A naturali doti di prolifico compositore (Dawg’s Bull, Dawg-Ola, Janice), David unisce esecuzioni impeccabili sull’orlo della perfezione stilistica ed un sorprendente tecnicismo (16…16). E qui sta, a mio avviso, il limite: il mandolinista non ha ancora trovato il giusto equilibrio tra freddo virtuosismo, musica cervellotica e sentimento. Gli consiglio di ascoltare più John Duffey (un artista che ha capito tutto) e meno Stockhausen. La strada percorsa da Rice non è dissimile da quella dell’amico, e che sarebbe approdato al jazz era già implicito nel suo modo di costruire e sviluppare le parti soliste nell’ambito di gruppi dichiaratamente non bluegrass. Basta infatti rispolverare brani come Bugle Call Rag (c/o il primo a solo, Rebel SLP-1549) o Free Born Man (c/o l’introduzione, nel giapponese live Towa TWA-106) per scoprire la vera dimensione e le possibilità del chitarrista virginiano che fa certamente onore alla 1934/Martin D-28 di Clarence White in suo possesso (e non è difficile immaginare che una grandissima parte di White sia rimasta nello strumento).

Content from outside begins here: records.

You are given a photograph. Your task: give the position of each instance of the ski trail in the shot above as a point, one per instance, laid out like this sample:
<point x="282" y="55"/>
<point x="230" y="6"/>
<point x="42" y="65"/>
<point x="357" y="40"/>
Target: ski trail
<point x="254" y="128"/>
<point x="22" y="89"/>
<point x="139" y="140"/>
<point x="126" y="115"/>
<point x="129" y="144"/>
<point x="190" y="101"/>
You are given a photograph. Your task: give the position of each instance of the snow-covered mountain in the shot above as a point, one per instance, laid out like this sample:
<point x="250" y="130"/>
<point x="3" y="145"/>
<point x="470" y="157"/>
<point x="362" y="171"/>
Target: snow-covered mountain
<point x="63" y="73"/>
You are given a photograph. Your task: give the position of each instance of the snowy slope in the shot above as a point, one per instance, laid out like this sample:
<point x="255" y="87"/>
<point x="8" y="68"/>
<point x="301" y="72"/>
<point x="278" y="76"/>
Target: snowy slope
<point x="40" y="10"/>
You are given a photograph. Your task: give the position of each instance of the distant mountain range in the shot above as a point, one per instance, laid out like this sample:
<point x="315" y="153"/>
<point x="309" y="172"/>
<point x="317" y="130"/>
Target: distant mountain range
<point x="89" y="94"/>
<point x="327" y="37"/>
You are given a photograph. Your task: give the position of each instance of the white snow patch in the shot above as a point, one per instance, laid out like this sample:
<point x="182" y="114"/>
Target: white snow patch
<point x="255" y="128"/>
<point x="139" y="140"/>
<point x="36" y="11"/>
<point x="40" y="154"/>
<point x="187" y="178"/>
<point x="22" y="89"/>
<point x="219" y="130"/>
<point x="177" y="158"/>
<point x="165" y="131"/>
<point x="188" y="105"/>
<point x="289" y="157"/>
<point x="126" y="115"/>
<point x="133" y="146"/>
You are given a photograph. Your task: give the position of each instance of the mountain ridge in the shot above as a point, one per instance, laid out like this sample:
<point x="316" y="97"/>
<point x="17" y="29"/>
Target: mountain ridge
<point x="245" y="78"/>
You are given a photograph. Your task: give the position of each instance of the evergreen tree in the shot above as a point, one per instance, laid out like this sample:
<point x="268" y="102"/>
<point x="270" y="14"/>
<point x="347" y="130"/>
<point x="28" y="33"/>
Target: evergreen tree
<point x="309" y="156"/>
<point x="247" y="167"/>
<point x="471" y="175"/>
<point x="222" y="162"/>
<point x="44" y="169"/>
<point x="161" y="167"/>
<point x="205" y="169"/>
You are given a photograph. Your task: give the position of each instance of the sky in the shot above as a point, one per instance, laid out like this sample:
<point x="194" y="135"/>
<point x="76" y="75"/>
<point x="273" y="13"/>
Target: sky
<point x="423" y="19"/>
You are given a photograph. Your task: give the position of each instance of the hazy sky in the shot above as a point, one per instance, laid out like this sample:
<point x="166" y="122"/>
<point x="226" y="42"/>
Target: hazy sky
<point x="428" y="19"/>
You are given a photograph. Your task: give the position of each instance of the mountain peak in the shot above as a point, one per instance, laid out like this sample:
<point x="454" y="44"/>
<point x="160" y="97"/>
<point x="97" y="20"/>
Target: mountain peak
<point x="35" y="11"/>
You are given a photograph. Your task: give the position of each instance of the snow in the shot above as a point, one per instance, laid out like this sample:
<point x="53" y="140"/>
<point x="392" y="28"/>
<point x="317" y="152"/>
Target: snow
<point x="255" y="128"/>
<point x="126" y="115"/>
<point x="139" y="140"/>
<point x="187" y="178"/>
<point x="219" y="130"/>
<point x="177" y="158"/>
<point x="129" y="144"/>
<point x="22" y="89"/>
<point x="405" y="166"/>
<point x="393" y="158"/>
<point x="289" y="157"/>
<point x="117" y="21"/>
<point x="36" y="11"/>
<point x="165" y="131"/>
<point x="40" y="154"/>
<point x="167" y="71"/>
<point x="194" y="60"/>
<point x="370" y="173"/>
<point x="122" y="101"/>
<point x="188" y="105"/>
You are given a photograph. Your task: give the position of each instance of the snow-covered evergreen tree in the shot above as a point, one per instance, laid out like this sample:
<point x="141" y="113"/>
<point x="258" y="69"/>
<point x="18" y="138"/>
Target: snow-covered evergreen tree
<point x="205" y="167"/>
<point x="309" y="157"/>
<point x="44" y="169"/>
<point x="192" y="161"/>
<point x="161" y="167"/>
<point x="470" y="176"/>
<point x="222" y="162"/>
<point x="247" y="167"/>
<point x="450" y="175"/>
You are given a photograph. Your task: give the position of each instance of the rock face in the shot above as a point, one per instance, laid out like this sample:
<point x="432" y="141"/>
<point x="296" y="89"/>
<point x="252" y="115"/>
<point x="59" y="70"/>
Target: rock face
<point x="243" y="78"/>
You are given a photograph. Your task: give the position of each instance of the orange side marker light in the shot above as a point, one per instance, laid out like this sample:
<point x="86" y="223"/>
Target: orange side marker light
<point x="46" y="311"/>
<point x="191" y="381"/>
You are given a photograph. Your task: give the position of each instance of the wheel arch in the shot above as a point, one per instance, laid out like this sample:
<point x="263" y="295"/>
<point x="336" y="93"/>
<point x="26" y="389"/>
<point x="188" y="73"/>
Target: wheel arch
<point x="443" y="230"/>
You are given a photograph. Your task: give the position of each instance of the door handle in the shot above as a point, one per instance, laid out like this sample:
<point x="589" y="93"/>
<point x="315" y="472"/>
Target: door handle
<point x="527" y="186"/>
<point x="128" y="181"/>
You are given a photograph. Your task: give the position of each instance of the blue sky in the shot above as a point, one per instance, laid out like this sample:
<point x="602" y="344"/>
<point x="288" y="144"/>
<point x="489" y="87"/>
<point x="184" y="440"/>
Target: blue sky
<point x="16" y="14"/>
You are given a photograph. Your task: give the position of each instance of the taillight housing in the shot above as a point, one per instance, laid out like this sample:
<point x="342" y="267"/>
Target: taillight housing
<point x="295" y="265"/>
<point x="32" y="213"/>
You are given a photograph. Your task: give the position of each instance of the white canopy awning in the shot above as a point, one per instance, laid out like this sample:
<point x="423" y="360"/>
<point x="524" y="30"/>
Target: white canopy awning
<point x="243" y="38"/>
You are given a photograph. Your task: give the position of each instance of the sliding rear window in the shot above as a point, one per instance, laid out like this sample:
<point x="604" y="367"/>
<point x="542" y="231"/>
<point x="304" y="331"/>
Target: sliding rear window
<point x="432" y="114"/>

Devlin e Neon Tetra sono le sue composizioni presenti in questo Hot Dawg e, soprattutto la seconda, mostra la firma d’autore nella scelta di tempo ed accordi. Le prestazioni di Anger e Phillips, pur ad alto livello, vengono letteralmente offuscate in due brani da Stephane Grappelli (violino) ed Eddie Gomez (eccezionale contrabbassista in Minor Swing), due celeberrimi ospiti che non hanno certo bisogno di presentazione. E che dire delle composizioni? Ogni titolo è una storia a se ed essendo musica in parte scritta (altro grosso limite), quindi con un lungo periodo di gestazione e con un grosso lavoro di cesellatura, richiede un ascolto attento ad ogni minima sfumatura, bandendo l’approccio semplicistico.

È musica colta, magistralmente eseguita, spesso difficile, che può sortire effetti sorprendentemente differenti a secondo della sensibilità di ciascuno, del proprio modo di recepire, persino dell’umore del momento. Non mi stupirei affatto se uno buttasse il disco dalla finestra ed un altro lo votasse tra i migliori del 1979! Sono infine persuaso che non serve a nulla, ma voglio citare la mia preferita: Dawgology (di Grisman e Richard Greene) che, con i suoi chiaroscuri, i toni cupi e sereni, la costante tensione, le spigolature, l’atmosfera in bilico su elementi del folklore mediterraneo (iberico ed arabo), la melodia che si distrugge e si ricrea, la giocosità barocca ed il senso di pacatezza finali (un altissimo grido ed un’invocazione alla speranza), mi ricorda la famosa tavola di Pablo Picasso dedicata alla città di Guernica. Tutto sommato, un disco eccellente, anche se personalmente preferisco un tipo di musica più terra terra, ma più spontanea, più comunicativa ed assai più ricca per retaggio.